In July 2011, a City Council-appointed task force recommended that the market stay in its current location on city-owned property between Water and South streets. However, the two-block area around the market contains seven parcels of land worth roughly $5 million.
The city hired a Maine-based company for $100,000 to study the possibility of creating a “downtown market district” that would be anchored by the City Market.
“Our goal here is to maximize the development potential of the city’s parking lot with a realistic development scenario that can move forward in the near-term,” said Ted Spitzer, of Market Ventures, at a forum held Monday at CitySpace.
Spitzer said a “market district” usually consists of multiple city blocks where goods are sold seven days a week.

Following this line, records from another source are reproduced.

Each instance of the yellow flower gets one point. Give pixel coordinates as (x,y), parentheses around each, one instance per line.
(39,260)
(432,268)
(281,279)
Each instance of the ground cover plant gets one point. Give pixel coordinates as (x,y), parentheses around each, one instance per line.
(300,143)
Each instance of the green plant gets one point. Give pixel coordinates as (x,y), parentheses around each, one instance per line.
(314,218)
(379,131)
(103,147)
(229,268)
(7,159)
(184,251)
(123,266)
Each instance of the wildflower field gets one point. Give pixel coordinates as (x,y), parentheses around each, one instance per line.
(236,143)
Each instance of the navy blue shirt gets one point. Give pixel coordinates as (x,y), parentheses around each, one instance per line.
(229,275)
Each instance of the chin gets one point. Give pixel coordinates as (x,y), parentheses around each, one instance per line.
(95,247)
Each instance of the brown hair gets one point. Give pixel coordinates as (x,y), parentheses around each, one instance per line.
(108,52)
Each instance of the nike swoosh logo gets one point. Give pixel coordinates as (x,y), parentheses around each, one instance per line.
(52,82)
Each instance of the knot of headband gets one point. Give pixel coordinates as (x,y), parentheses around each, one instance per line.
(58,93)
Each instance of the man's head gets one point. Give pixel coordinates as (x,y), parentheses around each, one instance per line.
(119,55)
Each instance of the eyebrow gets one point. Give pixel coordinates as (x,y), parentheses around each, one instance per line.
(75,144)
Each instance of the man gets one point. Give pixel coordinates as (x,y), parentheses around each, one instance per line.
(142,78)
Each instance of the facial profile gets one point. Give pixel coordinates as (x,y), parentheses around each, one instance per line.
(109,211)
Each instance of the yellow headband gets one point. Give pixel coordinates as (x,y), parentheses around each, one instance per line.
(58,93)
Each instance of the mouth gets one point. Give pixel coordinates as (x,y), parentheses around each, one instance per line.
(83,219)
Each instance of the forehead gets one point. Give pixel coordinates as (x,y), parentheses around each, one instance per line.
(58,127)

These can be successful and can become tourist destinations, but generally tend to be in larger cities such as Charleston, S.C.
“Having a market district so close to the Downtown Mall could result in confusing and competing district themes,” Spitzer said.
Market Ventures developed two design concepts, but a cost estimate has not been calculated for either.
Both scenarios would allow for a physical expansion of the market, addition of water and electricity on site, and bathrooms for patrons. Another new amenity could include shaded seating areas.
The study of the existing site was restricted to the city-owned lot that is currently being used as a parking lot, as well as the current site of the business H&R Block. It did not extend to adjacent property owned by the Charlottesville Parking Co., nor a private lot within the same block as the city lot.
Under the scenario, existing streets surrounding the lot would be reconfigured using a Dutch concept called “woonerf” that would eliminate curbs, allowing for stalls to be set up on the road during market times. Asphalt could be replaced with pervious pavement, and trees would be grown to provide shade.
The Garrett-First Street option would utilize a triangular parcel south of the railroad tracks owned by Station Apartments LLC.
“The owner of that has suggested in preliminary conversations that it would be available for lease at a reasonable price,” Spitzer said. “It’s a smaller lot than the city-owned lot, so we’re also looking at using the street.”
However, a landscape architect working with Market Ventures said the site could prove difficult.
“It’s behind a bunch of buildings and next to railroad tracks,” said Mark Lieberth of Land Planning & Design Associates. “It offers some good things and it offers some challenges, as well.”
Under the scenario, the street would become a plaza with stalls on Garrett Street. A wall might be constructed along the railroad tracks.
“We’re looking at getting people as far away from the tracks as possible to create a pedestrian alley,” Lieberth said.
After their presentation, Lieberth and Spitzer had a vigorous debate with vendors about the plans. Many asked for the status quo to be maintained despite the possibility of additional revenue for city coffers.
“The city owns the lot, it doesn’t have a 20-year lease, and it doesn’t require any new brain cells for our customers,” said Kathy Philhour, who has sold orchids at the market for two decades.
The decision rests with the City Council. Market Ventures will deliver a final report within two months.
“At that point, we will have some numbers to associate with each of these concepts so they will be able to make an informed decision about city investment dollars,” said Chris Engel, the city’s economic development director.